A video crew of four folks from a CBS program called “Sunday Morning” visited the ARC lab Wednesday and spent seven hours interviewing the staff and recording our chickens and what we had to say, as well. The seven hours of video will become a two minute film that will be aired May 31. They even had Dean sing a song!
No shred of dignity left intact…? We’ll see.
The ARC staff showed the new cleaner stoves developed with Department of Energy funding. Adding chimneys to the stoves has made it possible to meet the World Health Organization indoor air guidelines. Wood burning stoves have an easy time meeting the health based Carbon monoxide (CO) standards but even with chimneys the new biomass stoves just squeak under the bar for PM 2.5. (The charcoal burning stove was the cleanest burning stove and met all of the ‘Tier 4’ standards!)
Making sure that the emissions completely exit the house is very important. The WHO guidelines assume that 25% of the gas and smoke leak into the room, and that only 75% goes up the chimney.
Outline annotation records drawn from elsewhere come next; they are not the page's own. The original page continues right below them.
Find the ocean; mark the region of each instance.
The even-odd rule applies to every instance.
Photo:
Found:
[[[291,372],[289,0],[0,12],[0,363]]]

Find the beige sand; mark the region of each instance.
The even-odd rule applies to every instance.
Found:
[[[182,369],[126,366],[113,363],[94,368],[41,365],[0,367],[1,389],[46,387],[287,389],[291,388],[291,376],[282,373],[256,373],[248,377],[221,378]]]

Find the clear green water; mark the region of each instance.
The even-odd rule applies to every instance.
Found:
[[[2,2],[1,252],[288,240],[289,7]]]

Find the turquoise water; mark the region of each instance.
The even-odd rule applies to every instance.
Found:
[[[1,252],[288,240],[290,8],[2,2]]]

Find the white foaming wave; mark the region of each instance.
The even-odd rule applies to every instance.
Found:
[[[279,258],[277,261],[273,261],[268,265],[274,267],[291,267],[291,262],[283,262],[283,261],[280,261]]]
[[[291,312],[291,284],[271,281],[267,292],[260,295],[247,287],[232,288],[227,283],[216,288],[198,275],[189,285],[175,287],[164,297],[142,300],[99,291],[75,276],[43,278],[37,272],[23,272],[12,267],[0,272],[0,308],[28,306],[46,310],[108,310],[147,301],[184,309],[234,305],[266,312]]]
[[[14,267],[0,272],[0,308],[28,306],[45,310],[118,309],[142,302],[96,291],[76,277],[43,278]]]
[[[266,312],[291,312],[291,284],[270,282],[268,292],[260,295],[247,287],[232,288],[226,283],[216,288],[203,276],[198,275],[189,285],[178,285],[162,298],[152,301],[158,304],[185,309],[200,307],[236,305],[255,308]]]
As well as making the combustion efficiency as good as possible, (less than 7mg/minute) ARC has added an air tight chimney and an automatic damper that shunts all emissions up the chimney, when the pot is removed, to the stoves.
Field tests have repeatedly shown how the biomass stoves in use are not yet good enough to compete with switching to natural gas. At the same time, the consensus is that for the foreseeable future wood use will continue. Stove designers need to take full advantage of every health protecting technique to have biomass cooking stoves work alongside LPG in clean and safe household environments. ARC is experimenting in the lab and field to:
- Increase the heat transfer efficiency. Using the least amount of wood to cook creates the least amount of CO and PM.
- Make less than 7mg/min of PM 2.5.
- Keep the chimney and stove airtight in use.
- Eliminate fugitive emissions as the cook is using the stove.
- Make sure that twice a year the stove is serviced and that replacement parts are available.
The health intervention is multidimensional and is more than just the stove. Even a regimen of pills requires a lot more than placing a bottle on a table.